Petardo, el perro que se convirtió en héroe de las protestas de Potosí

“El héroe de la marcha. Aguantando gases, aguantando el Neptuno (camión con cañón de agua de la policía), comiendo y tragando agua!”, gritaba por megafonía uno de los organizadores de la recepción en Potosí a los manifestantes cuya protesta ha mantenido durante un mes en vilo a Bolivia.

Tras recorrer a pie los más de 530 kilómetros que separan Potosí y La Paz, y mantener movilizaciones durante más de un mes en la sede del gobierno de Bolivia, cientos manifestantes regresaban a casa con un protagonista inesperado.

“¡Queremos ver a Petardo, queremos ver al perro!”, gritaba el presentador, a lo que un miembro del Comité Cívico de Potosí (Comcipo) respondió levantando al can ataviado con guirnaldas, chaleco y cubierto de confeti.

Y los centenares de personas que salieron el jueves a recibir a los marchistas que le exigían al gobierno de Evo Morales que cumpliera sus promesas con ese departamento del sureste del país dedicaron una gran ovación al animal.

De nombre, le pusieron Petardo por que no se inmutaba ante la detonación de la dinamita que suelen usar los mineros para dejar su marca en las protestas.

Desde que fuera encontrado hace más de un mes por los marchistas a su paso por la ciudad de Caracollo, en el departamento de Oruro, el perro no se los despegó: caminó con ellos, comió con ellos, protestó con ellos y fue gasificado por la policía con ellos.

“El perrito se encariñó mucho con los marchistas y le pusieron el nombre de Petardo.

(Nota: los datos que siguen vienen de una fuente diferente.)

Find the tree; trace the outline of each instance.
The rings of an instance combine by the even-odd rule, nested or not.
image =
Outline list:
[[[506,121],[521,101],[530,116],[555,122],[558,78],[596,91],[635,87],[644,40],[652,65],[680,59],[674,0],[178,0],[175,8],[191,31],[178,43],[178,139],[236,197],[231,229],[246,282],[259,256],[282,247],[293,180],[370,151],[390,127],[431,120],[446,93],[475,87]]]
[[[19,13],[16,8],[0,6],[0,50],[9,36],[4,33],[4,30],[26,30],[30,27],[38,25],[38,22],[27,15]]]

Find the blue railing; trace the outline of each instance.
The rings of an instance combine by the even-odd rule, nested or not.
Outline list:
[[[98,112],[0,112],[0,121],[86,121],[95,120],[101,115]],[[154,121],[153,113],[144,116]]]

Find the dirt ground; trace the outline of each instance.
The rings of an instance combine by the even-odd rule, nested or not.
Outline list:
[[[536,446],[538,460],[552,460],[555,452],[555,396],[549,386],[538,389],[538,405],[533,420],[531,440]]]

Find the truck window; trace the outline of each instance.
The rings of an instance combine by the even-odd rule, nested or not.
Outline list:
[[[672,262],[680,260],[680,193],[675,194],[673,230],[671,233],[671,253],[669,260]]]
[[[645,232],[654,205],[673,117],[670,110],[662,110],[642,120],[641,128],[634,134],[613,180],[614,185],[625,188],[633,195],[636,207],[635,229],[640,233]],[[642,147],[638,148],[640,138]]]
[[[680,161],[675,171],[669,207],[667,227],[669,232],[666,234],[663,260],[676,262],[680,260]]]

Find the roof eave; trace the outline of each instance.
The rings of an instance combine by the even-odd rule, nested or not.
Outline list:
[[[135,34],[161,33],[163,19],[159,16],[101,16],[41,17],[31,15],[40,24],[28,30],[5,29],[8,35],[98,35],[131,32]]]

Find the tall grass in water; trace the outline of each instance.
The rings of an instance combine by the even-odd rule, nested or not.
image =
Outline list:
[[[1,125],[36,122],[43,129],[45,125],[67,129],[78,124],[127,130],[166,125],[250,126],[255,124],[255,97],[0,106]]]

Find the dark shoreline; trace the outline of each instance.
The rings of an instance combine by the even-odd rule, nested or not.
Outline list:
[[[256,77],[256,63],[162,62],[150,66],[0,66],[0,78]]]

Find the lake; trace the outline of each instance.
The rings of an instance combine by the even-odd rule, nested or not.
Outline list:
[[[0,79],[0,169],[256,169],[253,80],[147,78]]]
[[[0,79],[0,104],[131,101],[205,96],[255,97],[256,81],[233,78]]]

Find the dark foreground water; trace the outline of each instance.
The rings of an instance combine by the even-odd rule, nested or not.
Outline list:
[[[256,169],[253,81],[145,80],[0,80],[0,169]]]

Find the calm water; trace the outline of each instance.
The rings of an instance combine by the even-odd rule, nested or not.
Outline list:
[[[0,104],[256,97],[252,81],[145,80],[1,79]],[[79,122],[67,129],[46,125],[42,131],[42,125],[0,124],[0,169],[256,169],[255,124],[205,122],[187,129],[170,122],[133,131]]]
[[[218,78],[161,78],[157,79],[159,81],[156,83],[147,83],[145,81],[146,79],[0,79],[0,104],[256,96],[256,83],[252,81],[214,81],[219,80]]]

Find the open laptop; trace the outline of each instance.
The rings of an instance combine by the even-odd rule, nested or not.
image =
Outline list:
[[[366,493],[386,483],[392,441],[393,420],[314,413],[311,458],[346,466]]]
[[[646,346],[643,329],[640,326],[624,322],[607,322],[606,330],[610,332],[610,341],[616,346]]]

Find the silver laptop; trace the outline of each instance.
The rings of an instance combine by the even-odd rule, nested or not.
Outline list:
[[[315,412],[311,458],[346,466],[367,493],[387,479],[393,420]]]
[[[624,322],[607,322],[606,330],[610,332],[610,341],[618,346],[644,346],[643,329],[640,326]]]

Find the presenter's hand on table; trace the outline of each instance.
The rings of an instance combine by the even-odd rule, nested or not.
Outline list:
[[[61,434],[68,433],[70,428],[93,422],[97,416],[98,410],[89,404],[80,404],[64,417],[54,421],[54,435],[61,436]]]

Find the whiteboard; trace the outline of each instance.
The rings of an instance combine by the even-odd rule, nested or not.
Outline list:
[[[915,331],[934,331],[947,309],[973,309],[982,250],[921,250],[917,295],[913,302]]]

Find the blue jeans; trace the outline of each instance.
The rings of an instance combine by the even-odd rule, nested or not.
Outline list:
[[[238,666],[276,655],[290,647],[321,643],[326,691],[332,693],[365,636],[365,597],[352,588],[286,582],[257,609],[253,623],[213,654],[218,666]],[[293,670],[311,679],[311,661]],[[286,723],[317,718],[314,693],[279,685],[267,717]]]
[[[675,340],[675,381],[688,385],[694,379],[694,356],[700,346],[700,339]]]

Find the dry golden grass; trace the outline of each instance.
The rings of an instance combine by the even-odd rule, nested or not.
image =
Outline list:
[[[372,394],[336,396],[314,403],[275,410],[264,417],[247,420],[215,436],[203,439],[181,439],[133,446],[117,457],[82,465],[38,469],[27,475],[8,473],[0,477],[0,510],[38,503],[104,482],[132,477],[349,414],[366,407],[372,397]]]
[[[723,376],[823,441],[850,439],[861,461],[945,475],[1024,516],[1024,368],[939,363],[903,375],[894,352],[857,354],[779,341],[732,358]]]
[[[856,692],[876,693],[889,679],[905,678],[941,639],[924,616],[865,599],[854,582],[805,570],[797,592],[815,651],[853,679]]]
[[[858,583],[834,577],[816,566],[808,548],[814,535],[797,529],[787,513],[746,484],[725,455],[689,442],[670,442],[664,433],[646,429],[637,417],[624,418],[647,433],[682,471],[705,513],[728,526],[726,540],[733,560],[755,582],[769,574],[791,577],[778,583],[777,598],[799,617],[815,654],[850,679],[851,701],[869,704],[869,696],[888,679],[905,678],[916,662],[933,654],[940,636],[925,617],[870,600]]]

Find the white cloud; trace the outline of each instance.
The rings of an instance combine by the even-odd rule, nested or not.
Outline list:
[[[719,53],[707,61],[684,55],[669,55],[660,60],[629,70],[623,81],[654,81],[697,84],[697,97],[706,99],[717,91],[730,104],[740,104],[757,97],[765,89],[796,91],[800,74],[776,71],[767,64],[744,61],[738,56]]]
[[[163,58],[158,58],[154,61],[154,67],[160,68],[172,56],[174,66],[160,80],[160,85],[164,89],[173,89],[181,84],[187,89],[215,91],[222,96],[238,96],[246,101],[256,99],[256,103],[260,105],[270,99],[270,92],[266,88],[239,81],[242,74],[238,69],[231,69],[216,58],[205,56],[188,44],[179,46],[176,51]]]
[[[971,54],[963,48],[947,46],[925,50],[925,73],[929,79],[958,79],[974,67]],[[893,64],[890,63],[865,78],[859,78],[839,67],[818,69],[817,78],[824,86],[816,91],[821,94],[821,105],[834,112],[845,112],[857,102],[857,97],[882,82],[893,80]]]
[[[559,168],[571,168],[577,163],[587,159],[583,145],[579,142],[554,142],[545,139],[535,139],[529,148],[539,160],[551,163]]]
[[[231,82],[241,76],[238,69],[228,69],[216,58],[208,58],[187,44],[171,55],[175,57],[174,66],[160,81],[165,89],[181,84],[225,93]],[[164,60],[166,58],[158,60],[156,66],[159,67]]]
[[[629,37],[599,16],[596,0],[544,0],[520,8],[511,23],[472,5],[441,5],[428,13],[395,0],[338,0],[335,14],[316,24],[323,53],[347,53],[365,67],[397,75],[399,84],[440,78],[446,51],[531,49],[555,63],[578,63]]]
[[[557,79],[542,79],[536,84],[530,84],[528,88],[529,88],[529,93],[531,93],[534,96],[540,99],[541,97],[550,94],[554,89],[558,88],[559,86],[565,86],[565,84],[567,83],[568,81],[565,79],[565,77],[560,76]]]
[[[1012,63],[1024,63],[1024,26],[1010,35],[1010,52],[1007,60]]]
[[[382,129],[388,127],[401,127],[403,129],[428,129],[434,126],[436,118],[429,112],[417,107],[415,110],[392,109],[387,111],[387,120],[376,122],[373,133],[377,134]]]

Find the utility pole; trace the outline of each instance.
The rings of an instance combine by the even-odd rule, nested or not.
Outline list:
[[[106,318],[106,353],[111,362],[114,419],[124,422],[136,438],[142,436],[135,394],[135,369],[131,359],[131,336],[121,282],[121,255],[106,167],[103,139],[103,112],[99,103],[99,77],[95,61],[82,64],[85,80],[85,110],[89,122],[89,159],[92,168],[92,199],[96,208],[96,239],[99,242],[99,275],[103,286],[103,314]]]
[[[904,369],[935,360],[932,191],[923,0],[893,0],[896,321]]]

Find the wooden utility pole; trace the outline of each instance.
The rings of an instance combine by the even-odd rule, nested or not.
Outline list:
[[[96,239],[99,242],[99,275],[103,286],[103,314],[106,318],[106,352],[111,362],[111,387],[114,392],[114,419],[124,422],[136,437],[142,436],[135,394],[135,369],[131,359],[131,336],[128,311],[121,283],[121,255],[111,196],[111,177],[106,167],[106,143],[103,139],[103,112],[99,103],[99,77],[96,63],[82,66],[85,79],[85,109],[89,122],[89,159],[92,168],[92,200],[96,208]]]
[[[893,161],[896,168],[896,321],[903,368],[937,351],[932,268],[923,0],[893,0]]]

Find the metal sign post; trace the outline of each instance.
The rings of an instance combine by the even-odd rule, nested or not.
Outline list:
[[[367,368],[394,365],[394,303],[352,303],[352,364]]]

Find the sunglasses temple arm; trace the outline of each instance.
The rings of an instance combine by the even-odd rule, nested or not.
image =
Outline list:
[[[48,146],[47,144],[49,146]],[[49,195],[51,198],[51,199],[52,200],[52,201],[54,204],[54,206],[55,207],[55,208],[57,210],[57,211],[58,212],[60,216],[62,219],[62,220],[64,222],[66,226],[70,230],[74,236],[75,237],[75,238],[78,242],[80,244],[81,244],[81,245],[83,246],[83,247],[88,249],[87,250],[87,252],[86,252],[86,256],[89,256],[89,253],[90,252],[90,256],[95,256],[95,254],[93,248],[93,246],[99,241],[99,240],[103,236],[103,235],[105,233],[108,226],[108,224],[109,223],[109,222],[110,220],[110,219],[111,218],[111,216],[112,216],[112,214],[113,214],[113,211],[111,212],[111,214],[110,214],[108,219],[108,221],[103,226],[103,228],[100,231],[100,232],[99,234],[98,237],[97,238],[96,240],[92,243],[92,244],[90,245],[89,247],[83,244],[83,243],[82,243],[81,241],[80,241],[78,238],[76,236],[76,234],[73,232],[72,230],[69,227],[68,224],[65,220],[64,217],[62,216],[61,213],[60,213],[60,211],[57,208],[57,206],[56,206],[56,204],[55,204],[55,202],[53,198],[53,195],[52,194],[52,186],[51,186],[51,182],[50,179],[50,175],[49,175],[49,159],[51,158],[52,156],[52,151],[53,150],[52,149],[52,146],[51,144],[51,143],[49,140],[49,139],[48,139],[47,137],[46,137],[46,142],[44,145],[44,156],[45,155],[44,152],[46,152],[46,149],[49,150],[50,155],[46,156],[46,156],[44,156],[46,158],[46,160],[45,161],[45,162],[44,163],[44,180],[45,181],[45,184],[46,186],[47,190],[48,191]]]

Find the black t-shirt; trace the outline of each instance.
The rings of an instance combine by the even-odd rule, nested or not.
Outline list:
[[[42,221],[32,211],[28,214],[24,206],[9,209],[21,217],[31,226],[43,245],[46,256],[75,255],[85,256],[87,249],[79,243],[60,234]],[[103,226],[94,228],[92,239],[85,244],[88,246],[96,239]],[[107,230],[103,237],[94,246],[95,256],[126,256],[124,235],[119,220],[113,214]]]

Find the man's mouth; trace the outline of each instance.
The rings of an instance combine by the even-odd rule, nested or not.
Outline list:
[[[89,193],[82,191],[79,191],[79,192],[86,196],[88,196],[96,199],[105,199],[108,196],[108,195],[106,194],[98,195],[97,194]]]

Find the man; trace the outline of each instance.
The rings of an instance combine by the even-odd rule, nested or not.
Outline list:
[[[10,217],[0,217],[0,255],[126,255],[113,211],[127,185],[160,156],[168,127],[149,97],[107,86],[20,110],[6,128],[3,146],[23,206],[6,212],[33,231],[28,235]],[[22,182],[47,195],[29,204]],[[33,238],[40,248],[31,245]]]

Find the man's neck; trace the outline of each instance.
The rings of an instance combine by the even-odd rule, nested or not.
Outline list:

A partir de ello ha sido como un ícono”, le dice a BBC Mundo Adolfo Vara, uno de los asesores de la Comcipo que caminó hasta La Paz.

“Es un perro luchador que está viviendo también nuestras reivindicaciones potosinistas”, agregó el sindicalista al señalar que el can siempre iba a la cabeza de la marcha e incluso salió lastimado cuando la policía apuntó a los manifestantes con un chorro de agua y recibió “raspaduras de balines”.

Pese a que no saben de dónde salió, la teoría de los marchistas es que, por su forma de ladrar y de defenderlos en los enfrentamientos con la policía, debía pertenecer a algún pastor ovejero.

Y tanta bravura demostró en las reivindicaciones que exigían al presidente Morales que realice una serie de 26 obras que fueron prometidas en 2010 y que mejorarán las condiciones en el departamento de Potosí, que la ciudad del mismo nombre le va a erigir una estatua.